So I wanted to add a new dimension to your Royal Cafe, something not easily found from reading the project description or the viewing the series. Since I know the work well, having seen it develop while shooting with you in Alberta and having seen it exhibited in Toronto, I thought conducting a two-way interview around the topic of food and what that means for community in Western Canada would be a good start. So i’ll ask, what makes the Chinese Western the epitome of small town cuisine in Western Canada? Like why did it give me a a eureka-like moment when you first pitched it to me that made me think, “why hasn’t this been done yet?!”
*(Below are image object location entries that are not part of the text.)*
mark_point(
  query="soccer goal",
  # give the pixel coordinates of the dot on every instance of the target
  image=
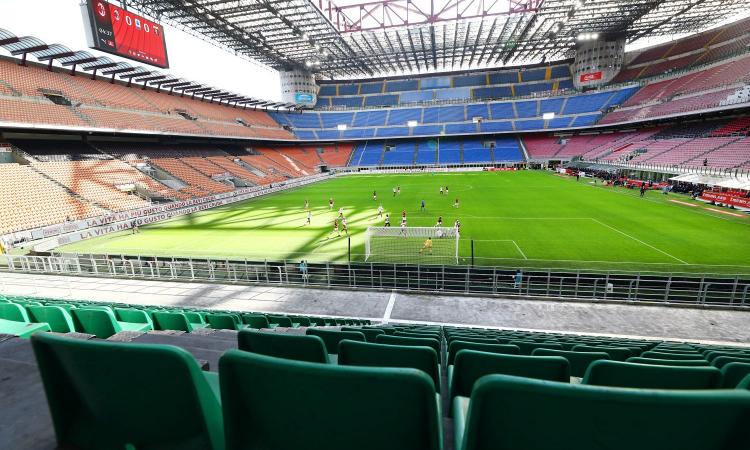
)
(409, 245)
I think there’s a few things that come to mind for me when I’m thinking about why they seem so quintessential to the small-town experience. First, it’s because they are there. You know this from your own travels across the west that many towns have a place like this so by their very presence they have become something familiar to us. As for your “eureka-like moment”, I get that a lot when I talk to people about the project, if they’ve grown up out west. I think it’s also linked to these ideas of driving great distances, as Western Canada is so spread out, that stopping in small towns to eat was de facto before Subways and Tim Hortons took over. The fact that they still remain popular eating spots in these towns may also be in part because of some sort of nostalgia for the “country,” for quaint places, and so many of these Chinese Western restaurants embody that feeling because they have remained largely unchanged for so long. But I’d also be curious to know why you had that response to the project, especially as you are intimately familiar with these places having driven to many towns across the west.
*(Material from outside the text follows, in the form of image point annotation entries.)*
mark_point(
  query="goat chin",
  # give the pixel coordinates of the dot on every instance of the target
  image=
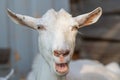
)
(93, 70)
(90, 70)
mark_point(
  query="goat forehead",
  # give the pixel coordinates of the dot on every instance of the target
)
(61, 18)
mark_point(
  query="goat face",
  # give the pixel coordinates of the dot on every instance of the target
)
(57, 33)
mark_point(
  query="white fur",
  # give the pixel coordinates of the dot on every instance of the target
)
(58, 32)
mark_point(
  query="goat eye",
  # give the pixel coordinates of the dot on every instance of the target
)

I guess I never thought specifically about the community function of a certain business. You’re almost doing a typology project about a small town staple; none more colourful and interesting than the Chinese Western. I’ve seen some bizarre stuff in them, welcoming time capsules. You’ll never see a modern one and if you do, you sure as hell don’t eat there. I want to come back to something you mentioned, that they’re popular eating spots, but as I recall all my ginger beef dinners in them its often quite empty. Think back to our two meals in Vulcan Alberta a few weeks ago, there was a convention in town and we were only ones there. 25 celsius, AC blasting inside and they’re empty. Where are all the bodies, what’s happening to the small town food experience in Western Canada?

You’re totally right, of course, that they aren’t busy and that the small town food experience is changing. I often wonder, “where do the people in this town eat?” If they’re close to the city, my guess is that they save their “dining out” experiences for trips into the city. Some of the restaurants I visited had a steady flow of takeout all night but that was it. It was rare to eat at a full restaurant but it did happen, and seemed more so further from the city. Perhaps, this is something of a generational shift. The young people are leaving town so they aren’t eating there and the older generation is more settled, eating out less, cooking at home to save money. You grew up in a small town, did you eat out a lot? Was it more common at one point?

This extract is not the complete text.